Tiene su propia leyenda negra esta fruta, saludable como pocas por otra parte, recordemos la manzana de la discordia que dio nada menos que origen a la guerra entre aqueos y troyanos; pero esta es otra historia...todas las frutas se deterioran, llegado el caso; pero solo hablamos de manzanas podridas, esas que contagian al resto, cuando queremos hablar en realidad de personas corruptas o corrompidas. En el caso de la manzana la responsable del gusano que la horada es la polilla de la manzana que en tal fruta pone su larva; en el caso de los humanos la polilla, palabra que por cierto define la Real Academia como “Aquello que menoscaba o destruye insensiblemente algo” es el dinero, la ambición de tener más, de ser más, de incorporarse al elenco de los que pueden permitirse comprarlo casi todo y a casi todos.
El dinero compra voluntades, la polilla del deseo siempre insatisfecho de acaparar riquezas, honores, bienes y todo cuanto hace la vida más cómoda y lujosa, instala la larva de la codicia en políticos, sindicalistas. Banqueros, y suma y sigue.
Es el caso que igual que revolotea la polilla alrededor de los manzanos, en nuestra sociedad, desde tiempos muy lejanos, sobrevuela el querer vivir muy bien, a ser posible a costa de los demás. Castigó Yahvé a sus primeras criaturas a comer el pan con el sudor de la frente y, desde entonces se considera en estas tierras de la vieja Sepharad el trabajo como algo infamante. Era mucho más elegante solicitar préstamos a los judíos y dedicarse a la caza, la guerra o cualquier otra actividad propia de los nobles y dejar el duro trabajo de la tierra, por ejemplo, a los campesinos patanes e incultos, que esos sí que deben trabajar y no ponerse exquisitos si no encuentran ocupación que les acomode (pero esto último no es historia pasada).

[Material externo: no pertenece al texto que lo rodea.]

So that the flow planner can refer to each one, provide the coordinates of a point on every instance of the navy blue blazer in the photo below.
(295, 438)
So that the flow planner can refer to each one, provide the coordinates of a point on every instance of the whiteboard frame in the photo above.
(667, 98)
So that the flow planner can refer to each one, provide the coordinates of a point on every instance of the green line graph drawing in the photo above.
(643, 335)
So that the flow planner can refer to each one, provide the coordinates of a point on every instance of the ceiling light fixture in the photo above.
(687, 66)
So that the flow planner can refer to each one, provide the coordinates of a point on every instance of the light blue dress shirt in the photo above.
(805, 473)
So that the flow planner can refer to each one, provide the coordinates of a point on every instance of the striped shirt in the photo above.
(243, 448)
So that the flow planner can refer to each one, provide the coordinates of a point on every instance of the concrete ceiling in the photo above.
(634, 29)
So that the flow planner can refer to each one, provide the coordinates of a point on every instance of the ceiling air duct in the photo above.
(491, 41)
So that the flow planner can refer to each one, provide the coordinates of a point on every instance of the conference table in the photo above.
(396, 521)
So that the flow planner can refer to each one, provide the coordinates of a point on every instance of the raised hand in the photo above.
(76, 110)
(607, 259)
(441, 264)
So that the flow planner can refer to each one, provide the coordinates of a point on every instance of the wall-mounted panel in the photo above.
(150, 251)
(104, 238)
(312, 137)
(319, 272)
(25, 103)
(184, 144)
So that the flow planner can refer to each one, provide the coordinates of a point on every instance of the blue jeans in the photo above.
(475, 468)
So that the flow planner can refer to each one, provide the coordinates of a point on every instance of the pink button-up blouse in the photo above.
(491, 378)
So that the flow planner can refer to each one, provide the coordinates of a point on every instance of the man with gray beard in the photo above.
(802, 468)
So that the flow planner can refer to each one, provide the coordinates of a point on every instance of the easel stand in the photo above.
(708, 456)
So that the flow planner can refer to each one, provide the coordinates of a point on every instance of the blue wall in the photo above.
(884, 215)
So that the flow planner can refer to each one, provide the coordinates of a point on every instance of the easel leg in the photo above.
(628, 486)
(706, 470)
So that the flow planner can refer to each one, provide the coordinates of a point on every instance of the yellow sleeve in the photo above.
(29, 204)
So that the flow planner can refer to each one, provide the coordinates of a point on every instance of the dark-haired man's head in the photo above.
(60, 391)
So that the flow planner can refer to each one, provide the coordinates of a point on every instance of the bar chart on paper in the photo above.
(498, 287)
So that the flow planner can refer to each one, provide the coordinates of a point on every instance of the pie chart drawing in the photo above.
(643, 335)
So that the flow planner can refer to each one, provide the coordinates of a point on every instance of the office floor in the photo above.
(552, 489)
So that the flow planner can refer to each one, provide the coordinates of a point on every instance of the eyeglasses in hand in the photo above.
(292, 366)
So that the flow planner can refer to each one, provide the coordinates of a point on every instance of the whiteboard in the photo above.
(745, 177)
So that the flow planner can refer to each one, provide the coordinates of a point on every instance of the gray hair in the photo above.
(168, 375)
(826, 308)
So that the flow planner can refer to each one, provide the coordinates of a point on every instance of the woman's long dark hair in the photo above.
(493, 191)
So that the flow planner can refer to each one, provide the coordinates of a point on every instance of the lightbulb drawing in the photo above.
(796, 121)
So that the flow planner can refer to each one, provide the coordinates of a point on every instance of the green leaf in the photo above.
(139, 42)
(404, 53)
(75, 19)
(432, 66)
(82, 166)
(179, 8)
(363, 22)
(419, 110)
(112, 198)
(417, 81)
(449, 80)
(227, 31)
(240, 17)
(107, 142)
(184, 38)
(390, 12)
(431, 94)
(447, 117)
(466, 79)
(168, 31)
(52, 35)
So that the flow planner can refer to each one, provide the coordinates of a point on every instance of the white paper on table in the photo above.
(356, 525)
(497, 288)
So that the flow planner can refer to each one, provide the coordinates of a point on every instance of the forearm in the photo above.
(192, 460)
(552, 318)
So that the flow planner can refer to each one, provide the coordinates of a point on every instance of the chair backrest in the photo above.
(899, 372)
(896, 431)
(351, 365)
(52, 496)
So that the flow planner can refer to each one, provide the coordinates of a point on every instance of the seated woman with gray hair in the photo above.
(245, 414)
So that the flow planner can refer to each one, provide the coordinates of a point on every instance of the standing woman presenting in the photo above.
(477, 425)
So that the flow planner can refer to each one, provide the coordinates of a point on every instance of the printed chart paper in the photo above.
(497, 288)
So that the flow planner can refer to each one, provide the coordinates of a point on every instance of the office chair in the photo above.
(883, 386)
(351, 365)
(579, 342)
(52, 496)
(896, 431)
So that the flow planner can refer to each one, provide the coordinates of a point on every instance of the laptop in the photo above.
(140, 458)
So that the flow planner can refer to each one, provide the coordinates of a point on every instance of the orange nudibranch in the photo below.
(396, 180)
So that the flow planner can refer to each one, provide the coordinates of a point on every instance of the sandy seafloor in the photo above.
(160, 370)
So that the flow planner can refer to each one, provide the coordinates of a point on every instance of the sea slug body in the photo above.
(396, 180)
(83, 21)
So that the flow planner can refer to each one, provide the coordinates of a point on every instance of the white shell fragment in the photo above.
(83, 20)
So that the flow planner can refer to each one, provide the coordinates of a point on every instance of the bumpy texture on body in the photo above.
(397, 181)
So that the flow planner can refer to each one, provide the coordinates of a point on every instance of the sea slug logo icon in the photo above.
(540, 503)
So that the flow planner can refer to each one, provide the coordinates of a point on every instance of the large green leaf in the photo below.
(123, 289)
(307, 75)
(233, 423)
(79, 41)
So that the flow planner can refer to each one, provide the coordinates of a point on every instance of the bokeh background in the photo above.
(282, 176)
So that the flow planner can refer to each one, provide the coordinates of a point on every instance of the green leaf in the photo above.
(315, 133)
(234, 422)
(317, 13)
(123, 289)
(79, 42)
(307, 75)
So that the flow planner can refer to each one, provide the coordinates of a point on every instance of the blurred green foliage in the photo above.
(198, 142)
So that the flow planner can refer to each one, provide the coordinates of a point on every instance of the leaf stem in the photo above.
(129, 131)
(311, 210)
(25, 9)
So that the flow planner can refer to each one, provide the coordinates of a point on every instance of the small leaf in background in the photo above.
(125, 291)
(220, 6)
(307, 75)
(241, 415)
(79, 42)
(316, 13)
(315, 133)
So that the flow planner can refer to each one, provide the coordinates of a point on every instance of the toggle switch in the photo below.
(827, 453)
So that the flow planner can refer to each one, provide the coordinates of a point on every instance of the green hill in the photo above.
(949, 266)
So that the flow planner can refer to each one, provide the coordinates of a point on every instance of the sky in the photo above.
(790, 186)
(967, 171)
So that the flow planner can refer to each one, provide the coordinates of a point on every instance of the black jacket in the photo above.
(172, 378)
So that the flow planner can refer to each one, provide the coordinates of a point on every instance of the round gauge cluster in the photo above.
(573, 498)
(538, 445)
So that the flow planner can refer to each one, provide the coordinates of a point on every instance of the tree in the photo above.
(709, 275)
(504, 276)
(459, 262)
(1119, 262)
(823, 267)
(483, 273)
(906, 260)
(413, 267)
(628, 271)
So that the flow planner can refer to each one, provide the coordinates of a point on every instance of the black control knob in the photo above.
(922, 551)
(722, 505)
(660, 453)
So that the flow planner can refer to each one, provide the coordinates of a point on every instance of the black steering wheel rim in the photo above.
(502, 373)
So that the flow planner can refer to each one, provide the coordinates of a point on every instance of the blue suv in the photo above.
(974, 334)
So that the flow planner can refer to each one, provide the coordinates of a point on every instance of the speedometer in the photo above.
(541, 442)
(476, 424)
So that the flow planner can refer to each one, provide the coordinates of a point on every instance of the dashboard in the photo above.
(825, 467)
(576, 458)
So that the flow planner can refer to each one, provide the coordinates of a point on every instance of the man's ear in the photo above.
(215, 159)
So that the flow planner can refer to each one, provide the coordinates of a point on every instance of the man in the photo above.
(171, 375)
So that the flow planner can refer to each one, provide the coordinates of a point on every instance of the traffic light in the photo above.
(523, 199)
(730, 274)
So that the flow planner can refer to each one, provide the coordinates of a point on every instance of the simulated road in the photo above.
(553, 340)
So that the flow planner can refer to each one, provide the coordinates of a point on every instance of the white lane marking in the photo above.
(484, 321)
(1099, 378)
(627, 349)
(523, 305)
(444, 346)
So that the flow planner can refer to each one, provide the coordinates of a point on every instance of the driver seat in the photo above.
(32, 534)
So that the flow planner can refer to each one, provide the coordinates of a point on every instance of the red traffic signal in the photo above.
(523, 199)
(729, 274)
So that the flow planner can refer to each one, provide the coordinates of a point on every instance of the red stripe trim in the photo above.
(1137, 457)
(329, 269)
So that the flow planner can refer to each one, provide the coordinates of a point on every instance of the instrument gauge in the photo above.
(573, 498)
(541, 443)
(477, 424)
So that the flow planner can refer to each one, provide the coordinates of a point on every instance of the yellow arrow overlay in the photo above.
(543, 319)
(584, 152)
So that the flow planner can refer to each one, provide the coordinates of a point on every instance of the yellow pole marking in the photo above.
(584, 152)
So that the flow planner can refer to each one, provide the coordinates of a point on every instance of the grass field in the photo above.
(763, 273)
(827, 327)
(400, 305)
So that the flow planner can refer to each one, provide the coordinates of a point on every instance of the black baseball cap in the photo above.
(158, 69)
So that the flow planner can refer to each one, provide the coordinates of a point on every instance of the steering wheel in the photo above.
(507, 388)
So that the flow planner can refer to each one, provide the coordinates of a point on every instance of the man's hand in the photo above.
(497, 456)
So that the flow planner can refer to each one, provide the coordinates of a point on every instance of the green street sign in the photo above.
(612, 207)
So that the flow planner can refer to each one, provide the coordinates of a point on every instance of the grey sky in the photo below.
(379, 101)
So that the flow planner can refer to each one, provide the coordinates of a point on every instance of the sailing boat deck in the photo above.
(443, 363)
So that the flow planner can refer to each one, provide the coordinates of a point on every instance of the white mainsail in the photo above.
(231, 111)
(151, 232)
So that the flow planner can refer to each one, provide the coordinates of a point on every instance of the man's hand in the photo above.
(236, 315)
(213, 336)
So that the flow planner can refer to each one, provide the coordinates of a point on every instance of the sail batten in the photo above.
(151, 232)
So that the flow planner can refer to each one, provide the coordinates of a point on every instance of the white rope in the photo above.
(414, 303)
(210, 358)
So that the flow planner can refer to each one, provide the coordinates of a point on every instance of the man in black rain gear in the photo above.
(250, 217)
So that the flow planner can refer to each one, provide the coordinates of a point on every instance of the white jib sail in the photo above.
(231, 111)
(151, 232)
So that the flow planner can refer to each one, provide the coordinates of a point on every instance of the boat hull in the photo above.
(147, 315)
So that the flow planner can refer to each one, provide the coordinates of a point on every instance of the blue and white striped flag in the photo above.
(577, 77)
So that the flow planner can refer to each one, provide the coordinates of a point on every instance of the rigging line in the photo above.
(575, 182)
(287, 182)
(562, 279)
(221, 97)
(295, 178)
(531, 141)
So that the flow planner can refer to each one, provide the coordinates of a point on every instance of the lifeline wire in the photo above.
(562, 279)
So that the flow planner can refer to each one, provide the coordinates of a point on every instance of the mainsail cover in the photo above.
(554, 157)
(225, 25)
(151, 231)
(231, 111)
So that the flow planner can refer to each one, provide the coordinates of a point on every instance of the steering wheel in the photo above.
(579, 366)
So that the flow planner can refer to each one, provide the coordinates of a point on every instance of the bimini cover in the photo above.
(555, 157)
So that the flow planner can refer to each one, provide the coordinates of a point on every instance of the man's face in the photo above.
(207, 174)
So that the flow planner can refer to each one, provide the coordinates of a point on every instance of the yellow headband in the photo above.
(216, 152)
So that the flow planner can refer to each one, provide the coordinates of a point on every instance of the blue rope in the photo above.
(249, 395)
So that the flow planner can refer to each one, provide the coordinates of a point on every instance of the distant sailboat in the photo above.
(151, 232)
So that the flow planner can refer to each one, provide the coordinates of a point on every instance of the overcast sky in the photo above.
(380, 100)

Sobrevuela aún ese espíritu viejo y enfermizo de considerar el trabajo, más aún el manual, como algo propio de gentes bajas y el ocio, pero el ocio más degradante, el de borrachos y puteros de alta alcurnia, como las actividades nobles y propias de la gente de sangre azul.
Entonces, ¿cómo nos asombramos de que quien pueda, del modo que sea, imitar a quienes ostentan desde los primeros cargos del estado, lo haga? ¿Trabajan honradamente quienes recetan trabajo a los demás? ¿Se aprietan el cinturón los que recomiendan austeridad? El problema no es que haya una manzana podrida, el problema es que el aire que respiramos día a día está tan impregnado del olor a sentina que lo que sorprende es que haya aún una mayoría de gente honrada dispuesta a trabajar honradamente cada día por un sueldo que cada vez va siendo menos decoroso.